By Bren O'Brien
One of Australia's most respected broadcasters and proud South Australian Bruce McAvaney has described the significant cuts to funding of SA racing as 'depressing' and a big blow for the industry in the state.
Thoroughbred Racing South Australia announced on December 21 that it would need to slash the prizemoney for two of SA's feature races, the Goodwood and Robert Sangster S. as well as cut infrastructure funding by $2.25 m in light of the impacts of the introduction of a Point of Consumption Tax on government funding.
Repeated pleas to the state government, via Minister for Racing Corey Wingard and Treasurer Rob Lucas to boost funding or align the Point of Consumption Tax rate with other states has fallen on deaf ears and TRSA has taken the drastic action of cutting prizemoney for feature races, with the Goodwood's prizemoney cut by $250,000 to $750,000, while the Sangster S, previously worth $1 million will now be run for just $600,000.
McAvaney has been in discussion with industry figures over the impact of the cuts and told RSN's The Verdict on Monday that the whole situation was enormously frustrating.
"It wasn't surprising to me, but it was a great disappointment and a frustration. All the intel I was getting, that the treasurer wasn't going to budge," he said.
"Knowing that the prizemoney has been reduced by $1.5 million, it’s depressing, I'll be honest." - Bruce McAvaney
"This is the situation: we’ve got a racing minister who supported and wanted extra money to go to racing immediately. I think the Premier is also sympathetic, but Rob Lucas, who is a fine politician in his own right, doesn't have any empathy of sympathy in particular for racing."
"He's said he's not going to give racing any ad-hocs gifts or grants and we’ll have to wait until the budget. The problem is the budget comes after May, so Thoroughbred Racing South Australia felt compelled that they had to announce the prizemoney for their races at their festival."

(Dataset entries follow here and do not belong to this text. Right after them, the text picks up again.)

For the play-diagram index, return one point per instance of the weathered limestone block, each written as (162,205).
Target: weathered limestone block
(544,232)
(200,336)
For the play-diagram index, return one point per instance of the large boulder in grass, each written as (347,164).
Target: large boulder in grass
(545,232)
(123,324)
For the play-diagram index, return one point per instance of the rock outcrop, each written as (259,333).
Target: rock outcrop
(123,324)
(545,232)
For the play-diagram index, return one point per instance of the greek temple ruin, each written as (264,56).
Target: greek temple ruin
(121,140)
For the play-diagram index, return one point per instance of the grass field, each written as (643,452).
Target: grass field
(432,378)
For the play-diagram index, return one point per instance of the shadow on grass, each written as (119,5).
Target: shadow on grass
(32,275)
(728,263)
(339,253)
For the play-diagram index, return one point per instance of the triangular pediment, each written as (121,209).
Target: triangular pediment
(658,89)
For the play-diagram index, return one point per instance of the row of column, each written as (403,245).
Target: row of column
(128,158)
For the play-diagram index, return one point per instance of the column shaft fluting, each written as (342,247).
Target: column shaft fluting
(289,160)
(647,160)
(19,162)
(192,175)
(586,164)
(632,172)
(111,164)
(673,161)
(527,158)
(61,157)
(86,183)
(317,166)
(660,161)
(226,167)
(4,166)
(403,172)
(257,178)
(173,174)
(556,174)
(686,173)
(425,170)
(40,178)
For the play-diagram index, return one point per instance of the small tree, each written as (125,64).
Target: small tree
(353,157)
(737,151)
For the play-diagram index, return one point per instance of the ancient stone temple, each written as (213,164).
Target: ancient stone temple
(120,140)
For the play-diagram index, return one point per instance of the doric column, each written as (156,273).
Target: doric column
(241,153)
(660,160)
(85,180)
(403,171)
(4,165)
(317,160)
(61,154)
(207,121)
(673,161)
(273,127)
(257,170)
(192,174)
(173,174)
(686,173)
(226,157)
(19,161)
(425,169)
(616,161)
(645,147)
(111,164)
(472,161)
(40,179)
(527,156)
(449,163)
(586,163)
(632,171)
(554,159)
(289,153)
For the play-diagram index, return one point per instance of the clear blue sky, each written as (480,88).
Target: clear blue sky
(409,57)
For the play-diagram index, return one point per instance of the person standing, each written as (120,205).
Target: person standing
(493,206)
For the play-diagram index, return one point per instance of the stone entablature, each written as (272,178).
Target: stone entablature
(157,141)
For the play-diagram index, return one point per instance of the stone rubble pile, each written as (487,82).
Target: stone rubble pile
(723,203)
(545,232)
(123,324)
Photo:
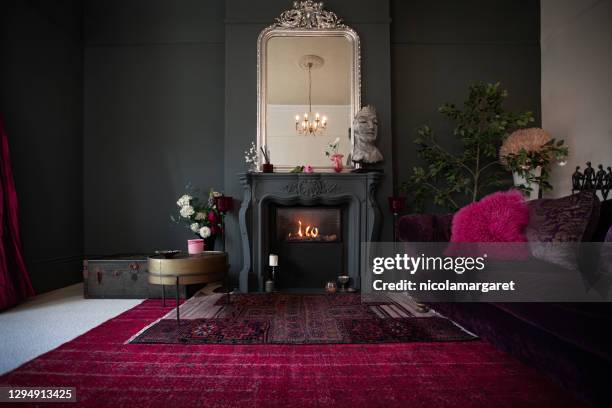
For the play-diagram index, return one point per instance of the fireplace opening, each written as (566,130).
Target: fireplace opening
(320,225)
(310,246)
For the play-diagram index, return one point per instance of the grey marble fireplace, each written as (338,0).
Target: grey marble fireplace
(352,195)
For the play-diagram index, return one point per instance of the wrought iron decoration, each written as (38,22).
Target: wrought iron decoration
(593,180)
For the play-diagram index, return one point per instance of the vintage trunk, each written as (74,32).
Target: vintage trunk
(123,277)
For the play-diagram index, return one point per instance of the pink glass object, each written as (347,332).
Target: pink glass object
(397,204)
(224,203)
(195,246)
(337,162)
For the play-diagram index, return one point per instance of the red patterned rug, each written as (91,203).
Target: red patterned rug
(278,318)
(107,372)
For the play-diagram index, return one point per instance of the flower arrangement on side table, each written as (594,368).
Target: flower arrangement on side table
(529,153)
(200,216)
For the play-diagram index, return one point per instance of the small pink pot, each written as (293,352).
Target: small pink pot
(195,246)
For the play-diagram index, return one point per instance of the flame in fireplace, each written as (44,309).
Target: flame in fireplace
(307,232)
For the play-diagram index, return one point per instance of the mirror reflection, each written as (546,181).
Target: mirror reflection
(308,98)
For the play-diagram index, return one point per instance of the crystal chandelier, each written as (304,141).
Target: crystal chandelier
(310,124)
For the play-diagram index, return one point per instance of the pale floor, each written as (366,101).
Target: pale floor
(45,322)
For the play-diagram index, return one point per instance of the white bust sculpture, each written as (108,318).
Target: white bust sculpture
(365,128)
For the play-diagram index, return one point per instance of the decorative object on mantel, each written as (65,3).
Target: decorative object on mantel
(343,280)
(528,153)
(452,179)
(310,125)
(331,287)
(365,128)
(266,167)
(251,157)
(224,204)
(591,180)
(273,264)
(200,216)
(332,152)
(397,204)
(195,246)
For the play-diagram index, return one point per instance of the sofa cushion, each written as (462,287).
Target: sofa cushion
(557,226)
(498,217)
(568,219)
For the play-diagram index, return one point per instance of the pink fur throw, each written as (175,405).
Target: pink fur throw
(499,217)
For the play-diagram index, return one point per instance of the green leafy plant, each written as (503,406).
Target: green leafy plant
(449,178)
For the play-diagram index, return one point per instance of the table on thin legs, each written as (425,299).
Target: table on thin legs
(184,269)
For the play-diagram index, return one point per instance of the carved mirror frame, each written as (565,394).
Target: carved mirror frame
(305,19)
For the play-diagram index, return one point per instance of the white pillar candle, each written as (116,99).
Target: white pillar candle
(273,260)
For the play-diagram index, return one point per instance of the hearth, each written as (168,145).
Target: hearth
(352,195)
(308,241)
(315,225)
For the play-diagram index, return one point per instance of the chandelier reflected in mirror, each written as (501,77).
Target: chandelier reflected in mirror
(310,124)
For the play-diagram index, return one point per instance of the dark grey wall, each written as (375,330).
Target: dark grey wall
(439,47)
(154,117)
(41,101)
(244,20)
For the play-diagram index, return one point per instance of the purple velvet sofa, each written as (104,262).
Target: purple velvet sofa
(569,342)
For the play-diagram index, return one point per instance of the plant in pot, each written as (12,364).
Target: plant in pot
(251,158)
(201,217)
(454,177)
(529,153)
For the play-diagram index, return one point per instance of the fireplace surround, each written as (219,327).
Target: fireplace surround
(347,199)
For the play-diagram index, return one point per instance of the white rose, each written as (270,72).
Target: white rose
(187,211)
(205,232)
(184,200)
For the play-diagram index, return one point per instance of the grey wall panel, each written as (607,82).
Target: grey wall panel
(480,21)
(438,48)
(41,101)
(153,122)
(153,21)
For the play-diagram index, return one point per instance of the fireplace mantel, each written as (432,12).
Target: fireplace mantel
(355,190)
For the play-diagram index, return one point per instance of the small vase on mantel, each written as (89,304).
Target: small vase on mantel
(519,180)
(337,162)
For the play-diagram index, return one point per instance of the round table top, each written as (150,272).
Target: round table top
(184,255)
(209,266)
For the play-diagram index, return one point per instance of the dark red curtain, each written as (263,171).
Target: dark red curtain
(15,282)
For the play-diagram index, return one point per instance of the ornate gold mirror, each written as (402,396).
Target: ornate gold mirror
(308,87)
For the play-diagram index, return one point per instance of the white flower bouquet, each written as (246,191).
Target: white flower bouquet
(200,216)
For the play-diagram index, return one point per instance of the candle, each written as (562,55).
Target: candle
(273,260)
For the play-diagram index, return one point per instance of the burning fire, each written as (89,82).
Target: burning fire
(308,232)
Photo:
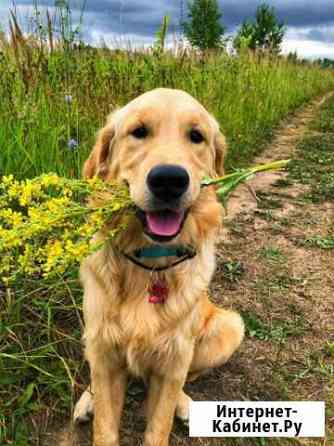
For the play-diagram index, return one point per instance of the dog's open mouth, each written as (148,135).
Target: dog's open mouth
(162,225)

"Knowing that the prizemoney has been reduced by $1.5 million, and The Goodwood goes to $750,000 and the Sangster goes to $600,000, it’s a big blow. It’s depressing, I'll be honest."
'Tearing their hair out'
Sam Hayes of Cornerstone Stud voiced his frustration at the time of the announcement, telling The Advertiser that there was an easy solution to the problem, given the predicted extra revenue the POC Tax would generate.
“Every other state in Australia is reinvesting in their industry; I can’t help but feel incredibly despondent,’’ Hayes said. “Prizemoney cuts due to a lack of commitment from our Government to invest money from tax back into the industry that is funding the tax. It’s easily addressed; it’s an easy fix."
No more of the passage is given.